I wish I could say it is complete but there is still a lot of work to do. I am running the Arduino shield, but not using an Arduino. I connected the pins on the shield to a parallel port, then fired up the LinuxCNC that I am comfortable with. I run LinuxCNC on all my CNC equipment from the Bridgeport Series 1 to the routers. I pushed the velocity as high as it would run on X and Y and got over 300 IPM (inches per minute) before I started missing steps. It runs strong at 250 IPM. I am really impressed with the DRV8825 stepper Motor Driver Modules. I have a fan directly over them to keep them cool. They deliver enough current to keep the 270 oz-in stepper motors warm. The machine movement is quick and has high acceleration/deceleration rates.
I have updated the router page. I did put a couple of videos on YouTube showing the router in action. I made an aluminum wrench to show Matt, my nephew, the router cutting aluminum. Not really a big deal, just keep the feed rate up and the cutting depth on the light side. If the aluminum tries to weld itself to the cutter, then try to cool it with air or a light mist. I use Kool-Mist on my mill and it works quite nicely.
The plan for the next several weeks, if not months, is testing. I want to see how the spindle with voltage booster, anti-backlash ACME nuts, and stepper drivers will hold up.

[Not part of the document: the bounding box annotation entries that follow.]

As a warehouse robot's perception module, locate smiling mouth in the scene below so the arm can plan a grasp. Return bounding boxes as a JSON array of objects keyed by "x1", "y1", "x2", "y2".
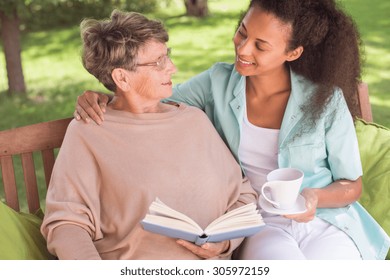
[{"x1": 237, "y1": 56, "x2": 255, "y2": 65}]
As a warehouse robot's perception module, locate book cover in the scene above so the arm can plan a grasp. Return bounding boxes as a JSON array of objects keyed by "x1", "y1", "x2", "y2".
[{"x1": 141, "y1": 198, "x2": 264, "y2": 245}]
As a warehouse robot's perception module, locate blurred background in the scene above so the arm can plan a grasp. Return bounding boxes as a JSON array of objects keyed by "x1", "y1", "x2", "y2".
[{"x1": 0, "y1": 0, "x2": 390, "y2": 130}]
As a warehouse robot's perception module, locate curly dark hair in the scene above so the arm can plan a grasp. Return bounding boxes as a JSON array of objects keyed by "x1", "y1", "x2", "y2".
[{"x1": 249, "y1": 0, "x2": 362, "y2": 122}]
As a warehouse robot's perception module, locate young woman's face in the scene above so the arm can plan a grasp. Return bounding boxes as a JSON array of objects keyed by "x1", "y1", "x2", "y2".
[{"x1": 233, "y1": 7, "x2": 291, "y2": 76}]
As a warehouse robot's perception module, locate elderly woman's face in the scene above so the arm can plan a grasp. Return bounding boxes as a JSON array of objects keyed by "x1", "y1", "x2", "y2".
[{"x1": 132, "y1": 41, "x2": 176, "y2": 100}]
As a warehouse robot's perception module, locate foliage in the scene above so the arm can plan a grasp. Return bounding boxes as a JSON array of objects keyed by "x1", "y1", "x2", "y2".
[{"x1": 0, "y1": 0, "x2": 161, "y2": 31}]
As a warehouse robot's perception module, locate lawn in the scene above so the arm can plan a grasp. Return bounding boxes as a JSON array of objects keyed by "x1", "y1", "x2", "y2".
[{"x1": 0, "y1": 0, "x2": 390, "y2": 210}]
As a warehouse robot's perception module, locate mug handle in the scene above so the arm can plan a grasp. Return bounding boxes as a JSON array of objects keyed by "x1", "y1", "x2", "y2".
[{"x1": 261, "y1": 182, "x2": 280, "y2": 208}]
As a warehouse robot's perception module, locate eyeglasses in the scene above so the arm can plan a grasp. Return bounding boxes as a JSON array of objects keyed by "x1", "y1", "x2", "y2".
[{"x1": 136, "y1": 48, "x2": 172, "y2": 71}]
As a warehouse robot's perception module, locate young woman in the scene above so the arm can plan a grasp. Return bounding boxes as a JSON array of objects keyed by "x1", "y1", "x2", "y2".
[{"x1": 75, "y1": 0, "x2": 390, "y2": 259}]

My observations so far are:
- Spindle – Inexpensive, quiet, runout less than 0.002". 24 VDC ok for light cutting
- Voltage booster – ( 600W 10–60V to 12–80V Boost Converter Step-up Module ) Seems to work fine, running the spindle at around 48 VDC
- DRV8825 drivers – Again, I am really impressed so far, it will be interesting to see how they hold up.
- Anti-backlash nut – I have a design where there are 2 nuts on the ACME rod pushing against each other
- Grbl Software – I really want to use this, I like the simple design. I would love to have an Android tablet controlling a CNC via Bluetooth.
- Linear rails – They seem to move nicely, but the adjusting set screws on the bearing blocks seem to get loose.
- Overall function – I have built several routers. It is always interesting to see how each of them respond.
Overall, I am happy with the design.